Mais La Boétie est pessimiste car les peuples, trop longtemps asservis, perdent le sens de la liberté : "ceux qui naîtraient après une longue nuit, s'ils n'avaient pas entendu parler de la clarté, s'étonnerait-on si, n'ayant point vu le jour, ils s'accoutumaient aux ténèbres où ils sont nés sans désirer la lumière ?"[2]. Malgré tout, l'ouvrage de la Boétie a une portée prophétique : "cela est hors de doute que, si nous vivions avec les droits que la nature nous a donnés, nous serions naturellement sujets à la raison et serfs de personne".   

Cette domination a duré des siècles et si la Révolution française a été une étape décisive contre cette hétéronomie, elle n’a pas été suffisante. L’Eglise catholique a été pendant tout le XIX° siècle et au-delà l’outil de l’Ancien Régime avec son Syllabus et sa condamnation du monde moderne. A quoi il faudrait ajouter le paternalisme du patronat capitaliste, le manque d’instruction avec d’abord l’analphabétisme puis, aujourd’hui, l’illettrisme.

Enfin, les "pauvres" de Demorand ne votent pas "à gauche" parce que ce sont des abstentionnistes définitifs et, pire encore, parce qu’ils ne sont même pas inscrits sur les listes électorales.

Je redoute deux choses :

De même qu’à l’époque où le PCF "pesait" entre 20 et 15% des voix, son héraut -Georges Marchais - était systématiquement agressé par les valets du régime, de même, le candidat du Front de gauche, capable de faire un score à deux chiffres[3], va devenir la cible des porteplumes (ou frappeurs de claviers) et des bavards du micro qui se sentent d’autant plus forts qu’ils ont l’establishment derrière eux.

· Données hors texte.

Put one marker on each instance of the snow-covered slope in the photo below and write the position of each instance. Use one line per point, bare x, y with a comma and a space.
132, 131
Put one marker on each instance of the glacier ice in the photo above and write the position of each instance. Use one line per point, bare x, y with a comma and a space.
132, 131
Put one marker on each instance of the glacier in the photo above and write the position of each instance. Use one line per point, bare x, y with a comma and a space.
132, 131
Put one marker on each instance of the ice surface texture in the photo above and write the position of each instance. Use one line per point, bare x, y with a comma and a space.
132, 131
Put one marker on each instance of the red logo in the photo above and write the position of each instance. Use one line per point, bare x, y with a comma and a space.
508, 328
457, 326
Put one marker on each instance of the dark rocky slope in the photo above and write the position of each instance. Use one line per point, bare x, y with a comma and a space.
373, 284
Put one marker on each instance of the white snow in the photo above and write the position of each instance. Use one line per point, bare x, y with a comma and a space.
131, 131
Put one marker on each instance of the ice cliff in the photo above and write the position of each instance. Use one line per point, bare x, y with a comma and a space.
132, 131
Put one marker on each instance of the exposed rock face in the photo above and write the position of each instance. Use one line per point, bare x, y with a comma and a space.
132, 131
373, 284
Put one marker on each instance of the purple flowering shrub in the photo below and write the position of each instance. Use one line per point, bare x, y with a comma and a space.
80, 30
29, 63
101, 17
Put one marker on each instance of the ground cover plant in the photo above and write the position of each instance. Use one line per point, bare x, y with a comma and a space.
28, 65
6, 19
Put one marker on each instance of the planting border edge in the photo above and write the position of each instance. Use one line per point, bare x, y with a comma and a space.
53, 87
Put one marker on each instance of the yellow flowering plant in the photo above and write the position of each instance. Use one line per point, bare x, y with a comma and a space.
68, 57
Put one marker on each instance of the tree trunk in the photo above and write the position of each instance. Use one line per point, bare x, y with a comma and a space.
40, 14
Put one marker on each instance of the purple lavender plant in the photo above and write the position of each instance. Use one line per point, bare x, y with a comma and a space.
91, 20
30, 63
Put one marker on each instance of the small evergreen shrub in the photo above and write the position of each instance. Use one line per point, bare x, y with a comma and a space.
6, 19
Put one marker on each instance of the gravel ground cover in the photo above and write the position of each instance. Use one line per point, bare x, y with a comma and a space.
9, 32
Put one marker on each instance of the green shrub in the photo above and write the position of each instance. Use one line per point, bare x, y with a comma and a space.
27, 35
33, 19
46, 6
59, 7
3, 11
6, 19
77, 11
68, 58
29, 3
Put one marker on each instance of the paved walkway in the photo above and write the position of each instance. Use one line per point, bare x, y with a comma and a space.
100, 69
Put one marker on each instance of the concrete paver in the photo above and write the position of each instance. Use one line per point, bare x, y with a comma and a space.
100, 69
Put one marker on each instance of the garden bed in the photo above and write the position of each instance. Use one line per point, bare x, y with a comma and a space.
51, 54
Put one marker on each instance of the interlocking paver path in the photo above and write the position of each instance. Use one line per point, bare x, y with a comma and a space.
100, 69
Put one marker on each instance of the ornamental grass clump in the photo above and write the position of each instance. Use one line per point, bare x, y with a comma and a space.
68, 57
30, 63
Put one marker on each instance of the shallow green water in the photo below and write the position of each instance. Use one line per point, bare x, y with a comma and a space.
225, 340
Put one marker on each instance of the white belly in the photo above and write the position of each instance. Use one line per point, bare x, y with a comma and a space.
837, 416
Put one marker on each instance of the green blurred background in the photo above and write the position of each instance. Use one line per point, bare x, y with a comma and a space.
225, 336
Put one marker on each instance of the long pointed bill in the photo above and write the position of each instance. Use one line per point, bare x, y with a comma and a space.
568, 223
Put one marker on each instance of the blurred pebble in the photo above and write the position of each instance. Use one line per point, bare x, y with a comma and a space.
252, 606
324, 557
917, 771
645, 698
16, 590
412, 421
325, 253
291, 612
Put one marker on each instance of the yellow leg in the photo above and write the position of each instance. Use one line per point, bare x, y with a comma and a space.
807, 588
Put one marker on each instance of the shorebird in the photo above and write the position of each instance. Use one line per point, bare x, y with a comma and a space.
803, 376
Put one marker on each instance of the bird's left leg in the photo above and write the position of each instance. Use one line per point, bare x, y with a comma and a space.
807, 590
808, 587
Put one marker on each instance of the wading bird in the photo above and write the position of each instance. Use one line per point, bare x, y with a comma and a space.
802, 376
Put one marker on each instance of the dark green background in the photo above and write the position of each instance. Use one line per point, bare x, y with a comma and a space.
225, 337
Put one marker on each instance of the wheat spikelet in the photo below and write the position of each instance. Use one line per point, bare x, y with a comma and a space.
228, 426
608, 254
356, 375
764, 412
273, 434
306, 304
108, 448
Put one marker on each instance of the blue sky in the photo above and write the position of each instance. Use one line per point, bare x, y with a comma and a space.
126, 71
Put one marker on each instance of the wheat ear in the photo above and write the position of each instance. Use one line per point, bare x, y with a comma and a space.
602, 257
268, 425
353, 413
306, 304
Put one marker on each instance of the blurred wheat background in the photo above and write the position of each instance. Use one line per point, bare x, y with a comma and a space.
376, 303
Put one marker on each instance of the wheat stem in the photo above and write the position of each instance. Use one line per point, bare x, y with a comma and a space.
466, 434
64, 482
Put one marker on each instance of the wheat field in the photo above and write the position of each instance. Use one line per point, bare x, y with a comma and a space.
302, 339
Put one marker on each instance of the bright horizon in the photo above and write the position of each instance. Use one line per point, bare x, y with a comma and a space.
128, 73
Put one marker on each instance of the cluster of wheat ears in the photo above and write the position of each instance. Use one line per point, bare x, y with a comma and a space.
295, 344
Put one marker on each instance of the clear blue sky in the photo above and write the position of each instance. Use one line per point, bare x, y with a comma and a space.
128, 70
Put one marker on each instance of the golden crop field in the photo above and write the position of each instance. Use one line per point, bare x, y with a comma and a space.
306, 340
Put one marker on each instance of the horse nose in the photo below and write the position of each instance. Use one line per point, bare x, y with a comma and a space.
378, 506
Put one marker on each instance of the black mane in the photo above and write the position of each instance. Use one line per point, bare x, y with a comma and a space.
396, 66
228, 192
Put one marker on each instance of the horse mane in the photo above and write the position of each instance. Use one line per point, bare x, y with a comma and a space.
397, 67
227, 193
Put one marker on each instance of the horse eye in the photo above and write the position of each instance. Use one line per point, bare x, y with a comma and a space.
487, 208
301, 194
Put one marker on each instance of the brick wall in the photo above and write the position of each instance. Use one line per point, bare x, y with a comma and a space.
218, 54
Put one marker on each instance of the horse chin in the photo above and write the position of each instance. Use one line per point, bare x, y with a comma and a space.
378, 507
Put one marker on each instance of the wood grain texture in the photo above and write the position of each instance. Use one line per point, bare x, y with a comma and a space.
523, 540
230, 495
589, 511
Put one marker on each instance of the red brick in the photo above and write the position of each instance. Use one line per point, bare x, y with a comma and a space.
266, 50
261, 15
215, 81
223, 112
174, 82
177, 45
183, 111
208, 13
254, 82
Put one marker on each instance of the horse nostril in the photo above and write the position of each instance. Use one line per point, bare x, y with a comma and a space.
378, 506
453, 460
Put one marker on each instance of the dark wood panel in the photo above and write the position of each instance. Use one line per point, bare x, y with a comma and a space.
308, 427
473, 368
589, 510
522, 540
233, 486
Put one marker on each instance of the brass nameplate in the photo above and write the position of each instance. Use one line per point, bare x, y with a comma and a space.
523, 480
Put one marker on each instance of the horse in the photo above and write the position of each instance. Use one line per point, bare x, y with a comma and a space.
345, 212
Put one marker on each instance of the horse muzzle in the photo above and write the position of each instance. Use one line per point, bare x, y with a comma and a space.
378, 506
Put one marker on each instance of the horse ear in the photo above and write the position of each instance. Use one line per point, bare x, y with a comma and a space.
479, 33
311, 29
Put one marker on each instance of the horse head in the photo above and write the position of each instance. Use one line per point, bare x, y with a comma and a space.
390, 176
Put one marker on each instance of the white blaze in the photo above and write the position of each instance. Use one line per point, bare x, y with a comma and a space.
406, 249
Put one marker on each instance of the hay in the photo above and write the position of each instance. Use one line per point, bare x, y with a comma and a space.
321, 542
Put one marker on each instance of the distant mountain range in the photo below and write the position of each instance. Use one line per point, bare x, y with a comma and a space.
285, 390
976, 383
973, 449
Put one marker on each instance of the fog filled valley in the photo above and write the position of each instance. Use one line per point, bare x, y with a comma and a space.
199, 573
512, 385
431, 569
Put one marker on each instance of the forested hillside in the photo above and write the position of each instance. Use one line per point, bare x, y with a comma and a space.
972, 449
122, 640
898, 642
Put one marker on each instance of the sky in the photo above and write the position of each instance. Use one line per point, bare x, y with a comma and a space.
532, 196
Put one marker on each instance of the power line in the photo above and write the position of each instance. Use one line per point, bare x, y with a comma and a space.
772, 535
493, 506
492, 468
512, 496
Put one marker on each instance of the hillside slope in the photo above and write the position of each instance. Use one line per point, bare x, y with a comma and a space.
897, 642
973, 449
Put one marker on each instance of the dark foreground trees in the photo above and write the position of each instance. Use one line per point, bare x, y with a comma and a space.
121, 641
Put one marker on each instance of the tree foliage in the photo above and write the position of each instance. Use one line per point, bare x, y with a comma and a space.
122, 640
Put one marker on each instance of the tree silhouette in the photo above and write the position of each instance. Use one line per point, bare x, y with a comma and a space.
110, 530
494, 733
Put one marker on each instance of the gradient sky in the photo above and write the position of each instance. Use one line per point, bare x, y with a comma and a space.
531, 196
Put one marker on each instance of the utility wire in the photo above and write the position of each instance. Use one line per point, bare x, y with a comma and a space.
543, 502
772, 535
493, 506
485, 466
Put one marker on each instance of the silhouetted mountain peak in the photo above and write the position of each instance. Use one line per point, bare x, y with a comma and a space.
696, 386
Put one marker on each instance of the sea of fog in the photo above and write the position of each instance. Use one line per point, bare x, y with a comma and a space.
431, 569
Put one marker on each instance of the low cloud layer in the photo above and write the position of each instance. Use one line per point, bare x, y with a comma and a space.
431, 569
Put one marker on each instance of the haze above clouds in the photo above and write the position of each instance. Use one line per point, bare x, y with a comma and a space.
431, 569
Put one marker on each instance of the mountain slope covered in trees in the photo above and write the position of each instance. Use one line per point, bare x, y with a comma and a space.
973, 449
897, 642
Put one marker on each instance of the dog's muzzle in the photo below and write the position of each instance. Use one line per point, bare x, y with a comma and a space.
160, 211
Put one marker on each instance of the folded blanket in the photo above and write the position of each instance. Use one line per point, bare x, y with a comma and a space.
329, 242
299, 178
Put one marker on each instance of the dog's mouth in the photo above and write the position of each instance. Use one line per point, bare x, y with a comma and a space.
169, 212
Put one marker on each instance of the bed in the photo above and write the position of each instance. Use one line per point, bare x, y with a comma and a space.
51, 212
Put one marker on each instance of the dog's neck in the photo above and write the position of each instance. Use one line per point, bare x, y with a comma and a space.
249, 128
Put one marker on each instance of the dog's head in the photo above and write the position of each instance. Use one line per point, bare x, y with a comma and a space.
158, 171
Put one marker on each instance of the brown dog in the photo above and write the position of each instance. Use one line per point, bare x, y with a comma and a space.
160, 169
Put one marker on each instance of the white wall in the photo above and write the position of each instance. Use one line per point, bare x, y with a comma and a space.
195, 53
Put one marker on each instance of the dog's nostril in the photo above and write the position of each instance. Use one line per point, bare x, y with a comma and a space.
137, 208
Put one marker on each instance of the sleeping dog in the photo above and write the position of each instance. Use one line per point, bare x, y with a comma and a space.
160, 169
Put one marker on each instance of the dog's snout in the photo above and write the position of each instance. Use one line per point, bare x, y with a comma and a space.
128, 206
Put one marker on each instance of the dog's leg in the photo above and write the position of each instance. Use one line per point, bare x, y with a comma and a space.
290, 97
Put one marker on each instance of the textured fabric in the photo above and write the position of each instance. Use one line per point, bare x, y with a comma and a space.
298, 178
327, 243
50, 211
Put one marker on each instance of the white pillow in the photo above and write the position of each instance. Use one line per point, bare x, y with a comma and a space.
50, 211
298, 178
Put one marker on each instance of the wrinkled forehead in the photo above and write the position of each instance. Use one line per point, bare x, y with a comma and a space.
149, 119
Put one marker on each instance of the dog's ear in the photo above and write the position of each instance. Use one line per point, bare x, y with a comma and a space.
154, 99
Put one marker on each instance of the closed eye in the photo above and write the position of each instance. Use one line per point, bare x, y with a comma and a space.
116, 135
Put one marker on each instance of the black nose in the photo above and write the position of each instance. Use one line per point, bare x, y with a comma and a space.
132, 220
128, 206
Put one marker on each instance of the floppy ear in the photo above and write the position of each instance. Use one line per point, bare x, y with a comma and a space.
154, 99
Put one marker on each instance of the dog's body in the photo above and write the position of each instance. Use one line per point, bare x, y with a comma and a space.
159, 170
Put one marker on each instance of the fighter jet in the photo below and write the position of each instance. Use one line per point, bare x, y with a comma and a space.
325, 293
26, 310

Ensuite, il ne faudrait pas que J.-L. Mélenchon -s’il est le candidat du Front de Gauche- tombe dans toutes les provocations qui vont lui être tendues.

Car on ne peut guère appeler cela autrement. Quand Demorand dit à J.-L. Mélenchon qu’il n’a jamais été élu au suffrage universel direct, il montre qu’il n’a PAS PREPARE SON EMISSION SERIEUSEMENT. L’intention de nuire est donc évidente.

Et c’est scandaleux. 



[1] F. HINCKER, "la littérature politique au XVI° siècle", dans Histoire littéraire de la France, pp. 569-579. Lire aussi la préface de F. DE LAMENNAIS à la réédition de cet ouvrage, en 1835, publiée dans "De l'absolutisme et de la liberté", pp. 124-148.

[2] Cela fait immanquablement penser au film Underground (1995) d'Emir Kusturica, où une séquence montre des personnages sortis d'une cave (allusion à la période stalinienne) où on leur avait parlé du soleil, et qui voyant la lune, s'exclament : "le soleil !"…

[3] Surtout si les adhérents du NPA pouvaient le comprendre et mettre leur chauvinisme de parti, pour une fois, de côté.